England national cricket coach Duncan Fletcher falls on his sword in the wake of the diabolical World Cup campaign in the West Indies. In stark contrast, Yorkshire's XI go mad in Surrey where they batter the hosts with a blistering spree of runs as Jacques, Adil, Tim and Jase' wield the willow with exterminating dexterity.

But while the Tykes might have embarked on the season with the sort of gusto that seems to be the infectious preserve of new skipper Darren Gough, nationally England awaits a brave new world after its global collapse in the Caribbean.

And it's not without a little irony that while Gough swaggers into his first season as Tykes captain, one of his predecessor's, Michael Vaughan, will be carefully looking over his shoulders to see if the blades of disappointment are not aimed squarely at the middle of his shoulder blades.

Fletcher's exit was the least the national game expected in spite of his exemplary record at reviving England as a Test-playing force culminating in that exuberant conquest of the Ashes in the summer of 2005.

But it appears that his ultimate triumph was the apex which was then dismantled by celebrity and a false belief in their own inflated publicity.

True England did best the Australians to finally get a hand on that previous little urn. But it is equally correct that but for a few key incidents the prized possession could well have stayed in Antipodean hands.

How the nation rejoiced. How our flannelled favourites celebrated. Perhaps too much party, party, methinks.

For, in essence, England have not progressed since those halcyon 2005 days - they have regressed. Australia, true to their national anthem, instead advanced so fair dinkum as to since destroy all the opposition set before them.

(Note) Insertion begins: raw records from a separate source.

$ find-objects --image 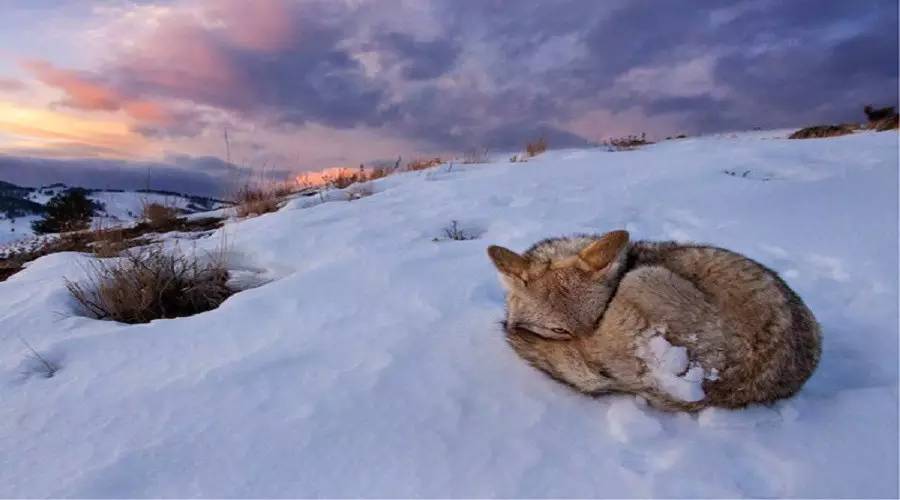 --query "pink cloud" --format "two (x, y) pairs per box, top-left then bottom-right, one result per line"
(0, 78), (25, 92)
(22, 60), (183, 130)
(204, 0), (296, 52)
(22, 60), (121, 111)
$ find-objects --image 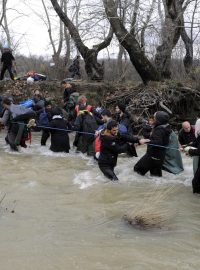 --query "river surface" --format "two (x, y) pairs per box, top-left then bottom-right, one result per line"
(0, 132), (200, 270)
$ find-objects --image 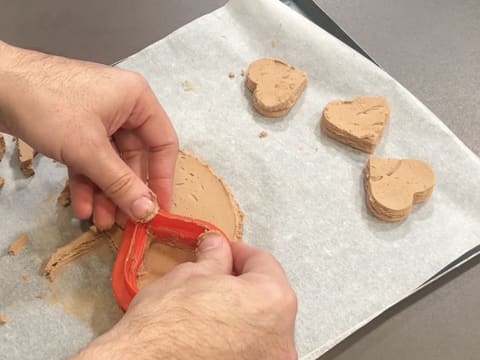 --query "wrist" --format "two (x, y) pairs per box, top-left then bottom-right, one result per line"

Not for them skulking away, drowning their sorrows as opposed to their conquerors frequently toasting their success with visits to Buck Pal among other glitzy distractions as the pernicious hand of celebrity squeezed its deadening grip.

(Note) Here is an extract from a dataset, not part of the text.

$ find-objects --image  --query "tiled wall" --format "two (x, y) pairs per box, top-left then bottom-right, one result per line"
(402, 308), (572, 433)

No the Aussies re-grouped, re-discovered their zest and thoroughly rehabilitated themselves to become the masters of the cricket universe both at Test and one-day levels.

Purists back in Blighty still sniffily pooh-pooh the one-day game as not proper' cricket. But the Aussies have shown that you can be the best at both codes and that excelling at one need not be at the exclusion of the other. Rather, it can be a perfect partnership, though England would not know a partnership of they fell upon on judging by the lamentable World Cup performances.

Now they truly need a stand. Someone in tandem with Vaughan, or maybe someone in tandem with Vaughan as the Test captain while another player comes in to lead the one-day team. The Australians followed that same suit with current skipper Ricky Ponting the one-day leader before assuming charge at Test level. Way to go, England, way to go.